Motivation depends on culture: the art of choosing

You might ask what could be the connection between motivation and choosing? Let me go even one step further: In an international working environment how do you make sure that all employees are fully motivated, especially considering that the cultural environment directly influences the preferred leadership style?
Sheena Iyengar in her new book “The Art of Choosing” provides example after example that our choices aren’t always impulsive or isolated, but are often influenced by years of preference building. For years Sheena Iyengar has focused her research on the topic of choosing (she is actually a teacher at Columbia Business School on topics like global leadership and creativity). The general view is that having choices is a good thing, but is it actually true across cultures?
In her book Ms. Iyengar uses scientific evidence to explain the complex calculus that goes into our everyday choices and then goes on to show the preference for having choices or contrary having a given setting strongly depends on the cultural upbringing. One of her example involved college students: When Iyengar asked Japanese and American college students to record all the choices they made during a day, the Americans included things like brushing their teeth and hitting the snooze button. On the other hand the Japanese counterparts did not perceive those actions as a choice.
Another example showed how two ethnic groups of school children reacted on being given choices. The Anglo kids solved the most anagrams and played the longest, when they could pick their own puzzles and markers, while the Asian children did their best when they thought they were following their mothers’ wishes. To the Anglo children, their mothers’ instructions felt like bossy constraints. The Asians by contrast defined their own identities largely by their relationship with their mothers. Their preferences and their mothers’ wishes, Iyengar writes, “were practically one and the same.” Doing what they thought their mothers wanted was their first choice.
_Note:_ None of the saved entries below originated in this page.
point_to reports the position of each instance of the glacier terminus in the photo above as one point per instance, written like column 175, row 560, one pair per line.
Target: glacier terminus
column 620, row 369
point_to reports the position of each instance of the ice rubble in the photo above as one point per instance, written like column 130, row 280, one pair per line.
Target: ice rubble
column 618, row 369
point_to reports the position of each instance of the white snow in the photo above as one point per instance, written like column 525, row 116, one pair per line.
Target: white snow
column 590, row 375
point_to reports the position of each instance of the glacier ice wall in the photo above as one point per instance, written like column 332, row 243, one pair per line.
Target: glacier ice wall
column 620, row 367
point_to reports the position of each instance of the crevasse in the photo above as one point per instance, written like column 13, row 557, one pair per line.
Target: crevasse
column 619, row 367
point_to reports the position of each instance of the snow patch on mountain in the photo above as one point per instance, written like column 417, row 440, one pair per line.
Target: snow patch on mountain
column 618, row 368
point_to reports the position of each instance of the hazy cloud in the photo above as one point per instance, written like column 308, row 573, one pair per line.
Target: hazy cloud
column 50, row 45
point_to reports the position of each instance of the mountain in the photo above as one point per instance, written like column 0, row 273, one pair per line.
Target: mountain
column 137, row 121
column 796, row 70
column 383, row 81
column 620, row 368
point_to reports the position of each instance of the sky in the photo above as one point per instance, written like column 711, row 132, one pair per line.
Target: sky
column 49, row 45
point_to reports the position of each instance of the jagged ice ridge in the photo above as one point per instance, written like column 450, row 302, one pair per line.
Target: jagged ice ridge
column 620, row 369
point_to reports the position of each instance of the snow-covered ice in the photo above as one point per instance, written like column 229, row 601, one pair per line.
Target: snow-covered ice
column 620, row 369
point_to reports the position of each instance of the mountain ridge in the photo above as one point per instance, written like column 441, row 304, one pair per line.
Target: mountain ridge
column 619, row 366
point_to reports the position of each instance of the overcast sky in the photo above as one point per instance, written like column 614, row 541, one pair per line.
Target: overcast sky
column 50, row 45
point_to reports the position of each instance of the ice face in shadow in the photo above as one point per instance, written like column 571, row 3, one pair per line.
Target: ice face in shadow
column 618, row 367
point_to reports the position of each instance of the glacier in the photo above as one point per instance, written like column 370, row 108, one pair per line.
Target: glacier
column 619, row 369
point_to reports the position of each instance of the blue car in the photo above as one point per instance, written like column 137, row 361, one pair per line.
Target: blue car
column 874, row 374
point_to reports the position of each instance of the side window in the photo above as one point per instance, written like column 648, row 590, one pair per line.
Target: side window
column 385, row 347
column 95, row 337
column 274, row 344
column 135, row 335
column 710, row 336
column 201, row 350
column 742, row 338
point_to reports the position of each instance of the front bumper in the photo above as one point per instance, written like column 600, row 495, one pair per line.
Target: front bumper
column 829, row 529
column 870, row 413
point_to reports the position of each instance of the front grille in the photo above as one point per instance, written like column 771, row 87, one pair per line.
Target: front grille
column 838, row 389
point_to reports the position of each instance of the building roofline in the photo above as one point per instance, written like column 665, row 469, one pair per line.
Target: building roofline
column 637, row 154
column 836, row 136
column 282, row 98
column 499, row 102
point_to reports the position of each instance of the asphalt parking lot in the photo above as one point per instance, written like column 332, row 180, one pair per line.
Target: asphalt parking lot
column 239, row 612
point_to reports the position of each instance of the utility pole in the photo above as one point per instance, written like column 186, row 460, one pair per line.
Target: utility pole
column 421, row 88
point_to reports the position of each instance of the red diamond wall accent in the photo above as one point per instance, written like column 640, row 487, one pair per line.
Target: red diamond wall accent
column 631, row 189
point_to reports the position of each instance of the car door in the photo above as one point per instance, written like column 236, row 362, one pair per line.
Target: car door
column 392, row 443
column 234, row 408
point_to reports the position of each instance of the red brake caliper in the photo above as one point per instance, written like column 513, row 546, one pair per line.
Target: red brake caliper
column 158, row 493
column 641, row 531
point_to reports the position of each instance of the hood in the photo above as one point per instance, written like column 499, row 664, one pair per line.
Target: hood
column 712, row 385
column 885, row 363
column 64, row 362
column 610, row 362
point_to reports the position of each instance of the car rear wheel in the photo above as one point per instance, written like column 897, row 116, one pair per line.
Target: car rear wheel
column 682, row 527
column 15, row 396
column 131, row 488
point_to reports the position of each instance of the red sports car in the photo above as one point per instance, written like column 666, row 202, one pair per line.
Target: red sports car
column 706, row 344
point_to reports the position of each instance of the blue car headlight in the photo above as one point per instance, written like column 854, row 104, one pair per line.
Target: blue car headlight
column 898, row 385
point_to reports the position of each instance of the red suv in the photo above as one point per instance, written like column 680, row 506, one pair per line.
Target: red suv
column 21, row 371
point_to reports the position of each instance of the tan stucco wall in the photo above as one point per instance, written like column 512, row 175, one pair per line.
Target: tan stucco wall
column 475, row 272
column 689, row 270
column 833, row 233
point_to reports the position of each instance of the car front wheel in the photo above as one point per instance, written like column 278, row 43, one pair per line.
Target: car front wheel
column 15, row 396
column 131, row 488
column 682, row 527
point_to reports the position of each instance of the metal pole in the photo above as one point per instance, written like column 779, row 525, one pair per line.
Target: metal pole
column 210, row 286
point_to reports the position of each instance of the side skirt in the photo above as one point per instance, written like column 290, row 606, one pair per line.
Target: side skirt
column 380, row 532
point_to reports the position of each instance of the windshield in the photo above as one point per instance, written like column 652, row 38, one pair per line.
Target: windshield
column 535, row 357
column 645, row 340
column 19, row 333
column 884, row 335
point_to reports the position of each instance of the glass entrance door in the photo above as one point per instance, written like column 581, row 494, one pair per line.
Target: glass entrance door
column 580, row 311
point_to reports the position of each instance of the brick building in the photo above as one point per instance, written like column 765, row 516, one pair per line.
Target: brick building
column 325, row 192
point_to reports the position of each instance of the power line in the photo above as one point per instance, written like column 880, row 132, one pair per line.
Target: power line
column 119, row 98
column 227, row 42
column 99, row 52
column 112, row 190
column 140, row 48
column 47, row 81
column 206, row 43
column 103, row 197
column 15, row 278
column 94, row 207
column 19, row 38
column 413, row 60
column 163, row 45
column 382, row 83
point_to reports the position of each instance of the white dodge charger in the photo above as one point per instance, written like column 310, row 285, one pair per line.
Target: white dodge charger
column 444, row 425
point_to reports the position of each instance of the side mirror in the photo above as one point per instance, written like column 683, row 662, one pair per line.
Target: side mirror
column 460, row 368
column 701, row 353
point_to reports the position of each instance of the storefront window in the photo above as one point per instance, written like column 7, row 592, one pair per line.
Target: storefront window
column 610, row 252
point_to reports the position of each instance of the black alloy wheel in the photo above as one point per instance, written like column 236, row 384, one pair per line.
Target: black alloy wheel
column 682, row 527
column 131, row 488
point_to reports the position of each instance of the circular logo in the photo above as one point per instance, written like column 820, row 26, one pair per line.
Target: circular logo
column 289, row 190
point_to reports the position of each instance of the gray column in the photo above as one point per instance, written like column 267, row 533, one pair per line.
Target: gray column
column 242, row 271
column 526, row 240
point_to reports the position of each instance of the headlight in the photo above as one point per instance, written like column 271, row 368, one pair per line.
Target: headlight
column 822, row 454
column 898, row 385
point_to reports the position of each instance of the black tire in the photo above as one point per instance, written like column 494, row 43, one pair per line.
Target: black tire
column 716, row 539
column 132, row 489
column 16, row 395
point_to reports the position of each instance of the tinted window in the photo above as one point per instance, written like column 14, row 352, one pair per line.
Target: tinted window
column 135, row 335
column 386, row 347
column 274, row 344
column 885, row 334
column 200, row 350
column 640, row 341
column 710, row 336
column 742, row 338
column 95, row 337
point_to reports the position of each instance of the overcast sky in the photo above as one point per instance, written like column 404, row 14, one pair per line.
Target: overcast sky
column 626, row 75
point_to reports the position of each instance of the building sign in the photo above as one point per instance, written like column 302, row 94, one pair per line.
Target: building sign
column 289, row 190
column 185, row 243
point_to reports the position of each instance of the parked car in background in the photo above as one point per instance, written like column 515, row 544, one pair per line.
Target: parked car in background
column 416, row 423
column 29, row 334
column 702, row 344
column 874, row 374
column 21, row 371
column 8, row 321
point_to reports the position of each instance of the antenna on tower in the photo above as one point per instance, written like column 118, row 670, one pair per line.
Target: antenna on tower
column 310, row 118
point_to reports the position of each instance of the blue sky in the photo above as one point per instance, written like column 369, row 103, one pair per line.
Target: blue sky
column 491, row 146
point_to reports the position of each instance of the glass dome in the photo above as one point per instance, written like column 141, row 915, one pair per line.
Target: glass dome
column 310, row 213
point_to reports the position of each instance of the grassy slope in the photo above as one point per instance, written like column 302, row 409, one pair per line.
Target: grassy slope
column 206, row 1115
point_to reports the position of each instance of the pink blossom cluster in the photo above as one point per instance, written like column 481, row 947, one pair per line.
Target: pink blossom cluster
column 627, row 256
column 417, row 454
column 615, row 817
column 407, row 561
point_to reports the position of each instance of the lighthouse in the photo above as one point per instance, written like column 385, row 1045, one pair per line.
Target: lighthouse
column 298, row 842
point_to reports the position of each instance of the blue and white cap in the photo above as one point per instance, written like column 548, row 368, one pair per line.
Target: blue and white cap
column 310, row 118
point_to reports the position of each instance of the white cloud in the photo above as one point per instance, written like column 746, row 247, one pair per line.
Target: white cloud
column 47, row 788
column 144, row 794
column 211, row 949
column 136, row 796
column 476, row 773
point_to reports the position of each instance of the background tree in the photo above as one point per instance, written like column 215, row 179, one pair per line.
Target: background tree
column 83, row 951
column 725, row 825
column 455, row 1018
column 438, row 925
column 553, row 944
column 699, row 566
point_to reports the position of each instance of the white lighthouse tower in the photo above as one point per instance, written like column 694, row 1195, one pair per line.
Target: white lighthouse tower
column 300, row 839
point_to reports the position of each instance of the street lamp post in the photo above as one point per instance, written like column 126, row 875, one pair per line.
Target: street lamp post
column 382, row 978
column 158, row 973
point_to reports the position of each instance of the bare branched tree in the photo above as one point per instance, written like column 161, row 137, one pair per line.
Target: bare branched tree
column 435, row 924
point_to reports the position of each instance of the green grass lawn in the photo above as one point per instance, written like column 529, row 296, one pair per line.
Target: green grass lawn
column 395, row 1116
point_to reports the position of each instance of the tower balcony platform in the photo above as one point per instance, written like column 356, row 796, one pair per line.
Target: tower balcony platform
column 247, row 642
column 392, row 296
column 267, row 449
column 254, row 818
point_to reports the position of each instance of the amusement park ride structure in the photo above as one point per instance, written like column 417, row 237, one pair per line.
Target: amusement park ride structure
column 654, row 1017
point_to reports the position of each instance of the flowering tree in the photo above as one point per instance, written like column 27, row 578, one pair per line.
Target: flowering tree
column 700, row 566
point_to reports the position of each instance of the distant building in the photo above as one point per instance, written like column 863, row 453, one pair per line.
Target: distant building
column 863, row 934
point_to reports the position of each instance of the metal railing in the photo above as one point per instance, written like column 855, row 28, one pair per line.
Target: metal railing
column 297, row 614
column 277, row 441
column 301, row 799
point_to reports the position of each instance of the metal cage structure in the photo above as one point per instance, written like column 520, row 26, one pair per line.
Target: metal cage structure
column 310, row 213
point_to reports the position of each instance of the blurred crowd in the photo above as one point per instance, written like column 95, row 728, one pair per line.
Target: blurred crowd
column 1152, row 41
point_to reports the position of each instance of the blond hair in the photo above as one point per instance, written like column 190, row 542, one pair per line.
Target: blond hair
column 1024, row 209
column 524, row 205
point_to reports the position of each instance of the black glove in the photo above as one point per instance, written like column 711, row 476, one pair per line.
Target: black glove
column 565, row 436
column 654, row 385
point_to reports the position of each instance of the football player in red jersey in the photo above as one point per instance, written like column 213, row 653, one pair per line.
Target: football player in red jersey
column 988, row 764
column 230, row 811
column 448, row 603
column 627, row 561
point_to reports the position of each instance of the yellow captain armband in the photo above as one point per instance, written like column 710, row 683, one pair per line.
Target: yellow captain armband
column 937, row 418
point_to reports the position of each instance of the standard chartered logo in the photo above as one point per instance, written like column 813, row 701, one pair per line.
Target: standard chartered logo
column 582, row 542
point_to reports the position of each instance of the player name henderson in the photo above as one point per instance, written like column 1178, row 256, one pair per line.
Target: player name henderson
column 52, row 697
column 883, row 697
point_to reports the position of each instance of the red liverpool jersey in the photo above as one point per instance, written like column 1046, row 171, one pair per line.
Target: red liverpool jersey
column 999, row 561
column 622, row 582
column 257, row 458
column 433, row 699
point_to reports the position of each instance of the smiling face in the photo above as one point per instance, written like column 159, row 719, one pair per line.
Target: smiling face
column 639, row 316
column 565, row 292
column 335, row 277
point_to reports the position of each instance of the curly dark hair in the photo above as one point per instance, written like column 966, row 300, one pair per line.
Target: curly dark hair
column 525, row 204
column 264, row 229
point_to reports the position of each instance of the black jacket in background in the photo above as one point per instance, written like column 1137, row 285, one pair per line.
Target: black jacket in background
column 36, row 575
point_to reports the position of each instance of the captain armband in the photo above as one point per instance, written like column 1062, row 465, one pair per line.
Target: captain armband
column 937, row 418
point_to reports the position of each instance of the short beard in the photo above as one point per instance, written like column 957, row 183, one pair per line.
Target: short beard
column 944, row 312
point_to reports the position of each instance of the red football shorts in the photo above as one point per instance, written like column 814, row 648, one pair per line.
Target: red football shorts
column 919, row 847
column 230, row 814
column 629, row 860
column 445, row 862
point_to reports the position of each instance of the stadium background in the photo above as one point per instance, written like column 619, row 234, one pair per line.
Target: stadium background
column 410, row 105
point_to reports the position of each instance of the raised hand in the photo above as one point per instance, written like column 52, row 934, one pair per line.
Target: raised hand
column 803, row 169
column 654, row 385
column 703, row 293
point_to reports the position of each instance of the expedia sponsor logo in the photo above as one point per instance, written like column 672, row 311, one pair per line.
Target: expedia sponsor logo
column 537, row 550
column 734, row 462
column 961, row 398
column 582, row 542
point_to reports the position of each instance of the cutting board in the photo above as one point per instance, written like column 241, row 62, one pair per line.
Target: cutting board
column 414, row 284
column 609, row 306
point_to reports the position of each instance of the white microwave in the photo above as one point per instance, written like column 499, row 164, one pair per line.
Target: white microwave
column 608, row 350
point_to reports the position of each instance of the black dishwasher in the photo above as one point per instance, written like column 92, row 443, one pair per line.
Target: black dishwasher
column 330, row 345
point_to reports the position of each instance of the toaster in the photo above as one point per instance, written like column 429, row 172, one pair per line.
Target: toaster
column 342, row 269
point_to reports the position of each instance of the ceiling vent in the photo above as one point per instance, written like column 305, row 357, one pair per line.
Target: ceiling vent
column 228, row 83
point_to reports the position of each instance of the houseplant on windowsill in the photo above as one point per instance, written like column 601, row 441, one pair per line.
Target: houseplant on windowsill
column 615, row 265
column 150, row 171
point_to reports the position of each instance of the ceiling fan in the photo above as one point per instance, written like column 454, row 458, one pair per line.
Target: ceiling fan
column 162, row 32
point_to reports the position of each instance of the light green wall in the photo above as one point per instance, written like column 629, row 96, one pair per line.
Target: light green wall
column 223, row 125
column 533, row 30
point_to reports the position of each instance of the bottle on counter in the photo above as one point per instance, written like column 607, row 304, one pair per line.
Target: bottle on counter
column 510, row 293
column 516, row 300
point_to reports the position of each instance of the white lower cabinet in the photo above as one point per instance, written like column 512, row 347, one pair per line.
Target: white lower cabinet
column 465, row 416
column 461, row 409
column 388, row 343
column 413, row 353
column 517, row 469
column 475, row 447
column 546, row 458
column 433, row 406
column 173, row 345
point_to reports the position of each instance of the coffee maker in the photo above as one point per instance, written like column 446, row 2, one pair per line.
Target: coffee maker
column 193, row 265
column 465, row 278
As a last step let me connect then the examples above with a real business world example: Sealed Air Corporation (bubble wrap) experienced a high rise in motivation at their pilot site with the change from assembly line structure to small teams. Then when moving on to a more Asian employee based site, the whole concept of freedom of choices at work was met with a highly decreased output, while motivation completely crashed. Only with the introduction of guidelines the motivation soared again.